Go for a walk or a run. Lie down. “My poems are happy because I am comfortable,” he said.

Write the date at the top of the page. “Then I know I’m going.”

Write anything ordinary, daily events,  random thoughts. 
“When in doubt or blocked, lower your standards and keep going.”

Write an aphorism.  Examples:
“From high cliffs it is courtesy to let others go first.”
“You be the dog, I’ll be Pavlov.”

Then write something that is sort if like a poem. He wrote stuff I would never write, said Kim. Very ordinary. Boring.  “If I don’t welcome all my ideas, soon even the bad ones won’t come,” he said.

Weekly he typed up about one of eight of the pages he wrote and submitted them to different publications. Once he had faith in a poem he sent it off and often they would get rejected over and over, sometimes continuously over a span of twenty years!  “Traveling Through the Dark” (my favorite of all his poems) was rejected nine times. I have seen the original — he kept records on the original of the rejections. I told Kim afterwards how impressed I was with this, since the poem strikes me every time I read it. He said, “yeah you really have to believe in what you’re doing.”

William Stafford wrote 22,000 of these daily pages. That is an average of a page a day for sixty years. From these pages he culled and published sixty books, won the National Book Award, became poet laureate and one of the most loved  American writers of the twentieth century. Here is Traveling Through the Dark.

Traveling Through the  Dark.

Traveling through the dark I found a deer
dead on the edge of the Wilson River road.
It is usually best to roll them into the canyon:
that road is narrow; to swerve might make more dead.

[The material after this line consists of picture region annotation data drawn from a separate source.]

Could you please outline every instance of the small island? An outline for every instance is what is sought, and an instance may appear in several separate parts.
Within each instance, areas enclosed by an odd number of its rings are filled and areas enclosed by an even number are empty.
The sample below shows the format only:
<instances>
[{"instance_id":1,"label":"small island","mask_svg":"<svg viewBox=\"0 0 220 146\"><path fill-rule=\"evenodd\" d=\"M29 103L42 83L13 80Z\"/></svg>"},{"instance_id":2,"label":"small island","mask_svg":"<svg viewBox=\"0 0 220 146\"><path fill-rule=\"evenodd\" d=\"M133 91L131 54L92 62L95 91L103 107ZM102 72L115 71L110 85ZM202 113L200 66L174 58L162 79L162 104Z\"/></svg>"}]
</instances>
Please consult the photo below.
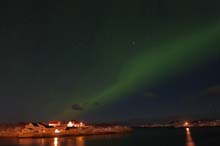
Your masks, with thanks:
<instances>
[{"instance_id":1,"label":"small island","mask_svg":"<svg viewBox=\"0 0 220 146\"><path fill-rule=\"evenodd\" d=\"M83 122L49 121L0 125L0 138L44 138L78 135L100 135L132 132L127 126L87 125Z\"/></svg>"}]
</instances>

By glow of the tail-light I stumbled back of the car
and stood by the heap, a doe, a recent killing;
she had stiffened already, almost cold.
I dragged her off; she was large in the belly.

My fingers touching her side brought me the reason–
her side was warm; her fawn lay there waiting,
alive, still, never to be born.
Beside that mountain road I hesitated.

The car aimed ahead its lowered parking lights;
under the hood purred the steady engine.
I stood in the glare of the warm exhaust turning red;
around our group I could hear the wilderness listen.

I thought hard for us all–my only swerving–,
then pushed her over the edge into the river.

–William Stafford

2 responses to “Happy 100th Birthday William Stafford

  1. Stafford may be my favorite poet. I have used him as a muse, though I never met him. I have not understood (and yet, of course, I do) why he is so little appreciated in “important” (academic) circles, and considered mostly a “regional” poet. I am a lifelong New Englander yet more sympathetic to Stafford than to Robert Frost……something about his humility, compassion, no-bullshit and his quiet joy.
    I’m glad his birthday is cause for celebration out there in Oregon, though it wouldn’t faze him either way. From his own words:
    “…it is important that awake people be awake
    or a breaking line may discourage them back to sleep;
    the signals we give –yes or no, or maybe–
    should be clear: the darkness around us is deep.”

    • He is mine too. I met him once and saw him read his poems. He read from a folded up wad of paper he pulled from his pocket, like a school kid might. The two words that come to mind in trying to capture my impression of him are “humble” and “lion-hearted.”